Are Perceptually-Aligned Gradients a General Property of Robust Classifiers?, Jeremy Cohen (Carnegie Mellon University); Simran Kaur (Carnegie Mellon University); Zachary Lipton (Carnegie Mellon University)

Optimizing over the input pixels to a standard convolutional network to maximize the score of some target class generally produces a grainy-looking version of the original image. However, researchers have demonstrated that for adversarially-trained neural networks, this optimization produces images that uncannily resemble the target class. In this paper, we demonstrate that these perceptually-aligned gradients also occur under randomized smoothing, an alternative means of constructing adversarially-robust classifiers. Our finding suggests that perceptually-aligned gradients may be a general property of robust classifiers, and not a curious consequence of adversarial training. We hope that our results will inspire research aimed at explaining this link between perceptually-aligned gradients and adversarial robustness.

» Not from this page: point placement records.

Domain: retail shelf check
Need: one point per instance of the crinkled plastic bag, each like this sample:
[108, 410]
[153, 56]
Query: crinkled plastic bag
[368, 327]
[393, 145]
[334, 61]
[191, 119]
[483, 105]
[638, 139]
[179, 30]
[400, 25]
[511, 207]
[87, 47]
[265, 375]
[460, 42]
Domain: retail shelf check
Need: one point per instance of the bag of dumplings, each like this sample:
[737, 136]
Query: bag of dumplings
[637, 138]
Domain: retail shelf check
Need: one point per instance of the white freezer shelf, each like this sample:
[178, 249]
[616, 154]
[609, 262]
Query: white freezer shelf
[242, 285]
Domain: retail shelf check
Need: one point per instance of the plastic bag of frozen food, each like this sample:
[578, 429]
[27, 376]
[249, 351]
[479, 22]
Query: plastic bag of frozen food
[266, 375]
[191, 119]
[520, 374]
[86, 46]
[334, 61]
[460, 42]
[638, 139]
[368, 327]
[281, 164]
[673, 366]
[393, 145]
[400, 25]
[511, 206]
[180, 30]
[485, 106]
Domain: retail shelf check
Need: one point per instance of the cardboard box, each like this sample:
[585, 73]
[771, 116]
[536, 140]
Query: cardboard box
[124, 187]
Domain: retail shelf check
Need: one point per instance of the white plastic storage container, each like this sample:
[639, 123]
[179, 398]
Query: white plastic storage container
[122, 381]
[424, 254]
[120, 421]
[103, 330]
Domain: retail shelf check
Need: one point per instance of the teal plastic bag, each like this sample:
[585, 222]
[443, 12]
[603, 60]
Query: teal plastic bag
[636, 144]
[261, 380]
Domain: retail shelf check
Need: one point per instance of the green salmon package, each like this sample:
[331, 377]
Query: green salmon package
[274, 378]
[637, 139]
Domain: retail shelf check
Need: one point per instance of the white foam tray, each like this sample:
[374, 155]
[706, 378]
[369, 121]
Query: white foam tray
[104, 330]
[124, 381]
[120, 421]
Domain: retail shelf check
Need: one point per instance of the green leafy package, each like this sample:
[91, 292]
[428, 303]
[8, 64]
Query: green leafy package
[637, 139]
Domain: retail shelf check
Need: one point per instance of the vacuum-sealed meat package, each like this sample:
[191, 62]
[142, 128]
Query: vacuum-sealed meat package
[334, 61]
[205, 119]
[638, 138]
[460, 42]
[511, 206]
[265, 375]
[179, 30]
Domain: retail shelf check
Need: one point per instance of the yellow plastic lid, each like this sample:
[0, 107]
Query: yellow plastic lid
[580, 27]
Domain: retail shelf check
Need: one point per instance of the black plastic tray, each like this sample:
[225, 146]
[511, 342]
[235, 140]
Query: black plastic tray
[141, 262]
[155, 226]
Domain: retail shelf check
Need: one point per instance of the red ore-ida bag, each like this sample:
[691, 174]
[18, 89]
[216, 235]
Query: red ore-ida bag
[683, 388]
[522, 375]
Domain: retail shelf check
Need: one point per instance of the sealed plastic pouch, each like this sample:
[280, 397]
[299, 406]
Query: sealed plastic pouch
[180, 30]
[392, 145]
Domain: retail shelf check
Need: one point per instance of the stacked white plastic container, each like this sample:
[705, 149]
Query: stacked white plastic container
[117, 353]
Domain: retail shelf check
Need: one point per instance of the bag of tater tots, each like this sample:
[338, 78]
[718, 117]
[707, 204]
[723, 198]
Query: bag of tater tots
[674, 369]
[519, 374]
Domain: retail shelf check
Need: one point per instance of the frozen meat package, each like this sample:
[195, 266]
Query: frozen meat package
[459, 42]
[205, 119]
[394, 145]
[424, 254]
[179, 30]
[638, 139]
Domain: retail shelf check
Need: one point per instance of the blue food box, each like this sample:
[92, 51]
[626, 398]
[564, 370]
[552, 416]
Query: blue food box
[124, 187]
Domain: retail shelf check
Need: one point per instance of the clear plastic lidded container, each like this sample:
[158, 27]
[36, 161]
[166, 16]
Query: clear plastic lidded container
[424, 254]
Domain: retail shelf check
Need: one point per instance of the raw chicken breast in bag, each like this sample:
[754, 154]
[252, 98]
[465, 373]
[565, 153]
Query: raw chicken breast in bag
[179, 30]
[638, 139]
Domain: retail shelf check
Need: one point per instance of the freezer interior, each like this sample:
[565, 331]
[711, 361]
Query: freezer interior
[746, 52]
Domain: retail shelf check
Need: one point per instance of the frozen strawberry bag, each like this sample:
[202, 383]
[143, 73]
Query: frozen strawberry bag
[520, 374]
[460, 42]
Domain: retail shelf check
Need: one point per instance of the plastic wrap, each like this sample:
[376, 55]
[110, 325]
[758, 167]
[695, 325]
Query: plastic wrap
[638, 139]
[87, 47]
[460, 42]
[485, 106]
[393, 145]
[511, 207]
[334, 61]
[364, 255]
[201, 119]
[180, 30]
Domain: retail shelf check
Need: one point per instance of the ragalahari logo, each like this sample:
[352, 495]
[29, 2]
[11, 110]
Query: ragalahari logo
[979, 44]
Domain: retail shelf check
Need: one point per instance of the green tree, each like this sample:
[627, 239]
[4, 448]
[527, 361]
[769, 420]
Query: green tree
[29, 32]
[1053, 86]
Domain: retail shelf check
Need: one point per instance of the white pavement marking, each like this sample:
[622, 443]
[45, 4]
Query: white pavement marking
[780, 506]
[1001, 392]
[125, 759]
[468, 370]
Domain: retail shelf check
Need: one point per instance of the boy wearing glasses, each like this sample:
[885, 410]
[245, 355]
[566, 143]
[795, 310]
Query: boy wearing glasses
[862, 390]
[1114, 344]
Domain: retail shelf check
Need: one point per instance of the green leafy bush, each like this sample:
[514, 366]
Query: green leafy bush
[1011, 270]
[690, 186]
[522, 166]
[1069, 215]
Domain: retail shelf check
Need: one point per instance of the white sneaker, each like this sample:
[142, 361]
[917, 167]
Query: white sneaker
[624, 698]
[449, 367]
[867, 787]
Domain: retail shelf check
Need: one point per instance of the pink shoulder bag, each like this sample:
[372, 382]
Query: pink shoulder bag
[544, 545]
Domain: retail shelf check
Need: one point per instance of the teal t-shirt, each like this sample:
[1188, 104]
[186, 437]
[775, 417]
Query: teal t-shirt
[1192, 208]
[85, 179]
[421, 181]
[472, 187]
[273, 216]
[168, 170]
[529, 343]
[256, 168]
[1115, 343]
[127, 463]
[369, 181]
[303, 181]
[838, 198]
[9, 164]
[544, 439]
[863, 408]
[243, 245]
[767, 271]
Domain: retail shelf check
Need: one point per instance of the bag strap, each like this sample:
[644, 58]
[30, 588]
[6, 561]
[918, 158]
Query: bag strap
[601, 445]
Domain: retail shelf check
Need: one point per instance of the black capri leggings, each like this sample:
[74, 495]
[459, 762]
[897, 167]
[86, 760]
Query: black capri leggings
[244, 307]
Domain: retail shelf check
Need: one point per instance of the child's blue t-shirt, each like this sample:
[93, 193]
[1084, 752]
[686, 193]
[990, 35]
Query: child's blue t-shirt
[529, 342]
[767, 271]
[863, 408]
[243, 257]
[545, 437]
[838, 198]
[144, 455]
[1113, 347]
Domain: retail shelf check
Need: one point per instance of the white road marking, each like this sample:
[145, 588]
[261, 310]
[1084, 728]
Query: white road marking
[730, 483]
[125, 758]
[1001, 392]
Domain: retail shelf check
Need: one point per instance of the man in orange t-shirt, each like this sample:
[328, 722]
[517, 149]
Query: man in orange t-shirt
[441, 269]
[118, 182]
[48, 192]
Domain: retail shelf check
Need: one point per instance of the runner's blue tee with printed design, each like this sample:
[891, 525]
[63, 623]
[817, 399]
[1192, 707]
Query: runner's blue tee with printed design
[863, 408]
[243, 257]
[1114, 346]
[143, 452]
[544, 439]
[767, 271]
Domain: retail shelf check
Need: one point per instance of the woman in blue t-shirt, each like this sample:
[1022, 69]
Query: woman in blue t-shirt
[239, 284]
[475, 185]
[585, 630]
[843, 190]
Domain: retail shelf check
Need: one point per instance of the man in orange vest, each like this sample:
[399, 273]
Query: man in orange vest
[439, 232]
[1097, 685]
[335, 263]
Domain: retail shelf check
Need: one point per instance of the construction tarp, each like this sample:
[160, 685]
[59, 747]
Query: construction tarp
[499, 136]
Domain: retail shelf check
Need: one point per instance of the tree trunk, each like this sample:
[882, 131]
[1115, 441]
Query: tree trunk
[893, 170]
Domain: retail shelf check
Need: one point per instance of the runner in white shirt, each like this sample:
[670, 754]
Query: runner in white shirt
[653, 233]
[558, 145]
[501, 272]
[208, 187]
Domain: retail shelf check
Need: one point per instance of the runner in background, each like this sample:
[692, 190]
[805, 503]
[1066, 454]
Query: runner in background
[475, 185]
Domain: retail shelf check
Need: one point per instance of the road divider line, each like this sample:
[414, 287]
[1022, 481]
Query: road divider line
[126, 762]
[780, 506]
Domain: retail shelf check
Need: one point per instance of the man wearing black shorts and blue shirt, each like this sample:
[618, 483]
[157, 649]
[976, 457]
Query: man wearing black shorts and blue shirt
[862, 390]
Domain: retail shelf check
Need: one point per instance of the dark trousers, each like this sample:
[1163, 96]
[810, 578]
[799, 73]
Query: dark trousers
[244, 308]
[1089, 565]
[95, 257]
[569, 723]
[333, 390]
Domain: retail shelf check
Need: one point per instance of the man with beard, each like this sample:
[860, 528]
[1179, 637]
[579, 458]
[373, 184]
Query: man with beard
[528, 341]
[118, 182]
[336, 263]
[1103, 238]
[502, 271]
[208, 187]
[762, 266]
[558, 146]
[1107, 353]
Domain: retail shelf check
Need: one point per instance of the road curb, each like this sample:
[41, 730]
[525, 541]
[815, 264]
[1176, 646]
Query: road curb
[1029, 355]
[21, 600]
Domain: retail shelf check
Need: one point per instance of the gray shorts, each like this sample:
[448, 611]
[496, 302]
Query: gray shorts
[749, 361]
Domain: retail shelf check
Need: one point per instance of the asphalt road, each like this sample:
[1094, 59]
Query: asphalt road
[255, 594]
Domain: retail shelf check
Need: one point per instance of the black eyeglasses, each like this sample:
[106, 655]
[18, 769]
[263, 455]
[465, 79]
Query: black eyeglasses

On Orthogonal Jacobian Regularization in Deep Neural Networks, Sang Keun Choe (Carnegie Mellon University); Hosan Jeong (HDXWILL); Jaime Carbonell (Carnegie Mellon University)

While the strong representational capacity of deep neural networks has led significant advancements in various fields including computer vision and natural language processing, this advantage oftentimes comes with difficulties in optimization. Particularly, the vanishing/exploding gradient problem complicates training of deep neural networks by iteratively multiplying contractive/expansive Jacobian matrices to the error signal under the backpropagation framework. In this work, we aim to mitigate this issue by proposing orthogonal Jacobian regularization, which encourages the Jacobian matrix of each layer to be norm-preserving, and thereby stabilize the norm of gradients throughout backpropagation. Furthermore, we theoretically show that the proposed regularization has a close relationship to minimizing tied-weights autoencoder reconstruction loss for each layer, and empirically demonstrate that the later can effectively alleviate the vanishing/exploding gradient problem as well. Tested on MNIST and CIFAR-100 image classification benchmarks, orthogonal Jacobian regularization is shown to consistently improve the final classification accuracy and stabilize training of deep neural networks.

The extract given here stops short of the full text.